I asked what kinds of olive oil I should buy to get a higher amount of phenols, thinking maybe I needed to splurge on fancier oils with higher price tags. "The phenols are very important," he said. "But they're not telling you about the quality of the oil. Phenols are in the fruit in response to stress." Whether the olive orchards are irrigated, the kinds of soil they're grown in, and other environmental factors help determine how high the phenol levels are in the olives, and while that can have a direct effect on the characteristics of an oil, it doesn't necessarily correlate with quality. There can be good high-phenol oils and bad ones, good low-phenol oils and bad ones.

After talking to Ravetti, I walked back into my kitchen. On the counter was a container of that low-phenol California olive oil I'd been messing around with, blending it with water for minutes on end, then tasting it to see if I could pick up on any uptick in bitterness that might have resulted from the phenols moving into the water phase.
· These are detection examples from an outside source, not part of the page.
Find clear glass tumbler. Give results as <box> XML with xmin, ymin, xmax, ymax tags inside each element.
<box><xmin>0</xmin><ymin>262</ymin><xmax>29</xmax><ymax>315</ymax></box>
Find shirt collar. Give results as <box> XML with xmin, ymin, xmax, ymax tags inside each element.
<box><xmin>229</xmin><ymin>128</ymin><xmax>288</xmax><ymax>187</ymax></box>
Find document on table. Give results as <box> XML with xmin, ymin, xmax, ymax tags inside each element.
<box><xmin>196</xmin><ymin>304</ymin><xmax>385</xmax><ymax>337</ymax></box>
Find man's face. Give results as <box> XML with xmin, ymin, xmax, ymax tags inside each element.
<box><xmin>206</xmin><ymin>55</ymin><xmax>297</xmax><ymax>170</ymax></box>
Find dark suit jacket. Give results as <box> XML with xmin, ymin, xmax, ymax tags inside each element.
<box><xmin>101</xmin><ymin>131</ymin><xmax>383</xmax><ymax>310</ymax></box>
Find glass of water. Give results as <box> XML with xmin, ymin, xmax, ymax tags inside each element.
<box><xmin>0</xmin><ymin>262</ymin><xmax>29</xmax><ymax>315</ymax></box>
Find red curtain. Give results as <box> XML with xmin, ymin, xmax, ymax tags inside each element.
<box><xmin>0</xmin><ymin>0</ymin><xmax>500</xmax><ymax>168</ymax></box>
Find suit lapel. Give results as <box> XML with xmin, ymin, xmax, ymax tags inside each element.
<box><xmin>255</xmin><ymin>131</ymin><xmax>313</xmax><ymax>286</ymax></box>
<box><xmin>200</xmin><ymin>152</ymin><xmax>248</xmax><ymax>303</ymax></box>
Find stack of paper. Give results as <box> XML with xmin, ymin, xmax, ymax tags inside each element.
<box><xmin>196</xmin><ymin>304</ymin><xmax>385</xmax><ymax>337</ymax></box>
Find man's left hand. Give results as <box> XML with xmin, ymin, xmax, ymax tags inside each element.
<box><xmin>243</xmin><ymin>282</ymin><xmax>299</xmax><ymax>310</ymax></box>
I hadn't noticed it earlier, when the water was still somewhat suspended in the oil, but now it had fully settled on the bottom. I strained the oil off the top and tasted the water below. With the oil gone, the water was undeniably quite bitter.


Does making mayonnaise in a blender with olive oil lead to bitter results? Yes, it can, but it's not guaranteed to be unpleasantly so. What we know for sure is that bitter polyphenols that occur naturally in olive oil are water-soluble, and, given enough of an opportunity, can migrate from the oil into any water present (say, in the form of lemon juice, egg white, or vinegar in a mayonnaise). This can make the mayonnaise taste more bitter.

But whether you actually notice this bitterness will depend on several factors. The amount of phenols in any given oil is likely a big variable, but it's a difficult one to predict unless you have fancy scientific equipment that can measure such a thing. The power of your blender and the heat generated can also matter, as Ravetti pointed out when he told me he's noticed a correlation between bitterness and both the olive mill speed "intensity and temperature," with bitterness going up as crushing speeds and temperatures rise. This is likely why hand-whisking is less of an offender than high-speed blending, and it's conceivable that a more powerful blender and/or longer blending times may exacerbate the bitterness issue.

Beyond that, I can't discount the possibility that some people are more sensitive to this bitterness than others, despite my own (somewhat questionable) "supertaster" status. And in mayo recipes with garlic, there's the added variable of how it's incorporated into the mixture, with powerful blending likely increasing bitterness even more.

So should you avoid using a blender when incorporating olive oil into emulsions like mayonnaise? I'd say it depends. How sensitive to bitter flavors are you? And has bitter mayo been an issue for you before? If you've used a familiar brand of olive oil to make mayo with a blender and it's never led to trouble for you, I'd say don't worry about it too much. But if it's a recurring problem, it's probably better to stick to the old advice of whisking olive oil in by hand, or switch olive oils until you find one that is less problematic.

This article has been updated with additional testing and expert interviews.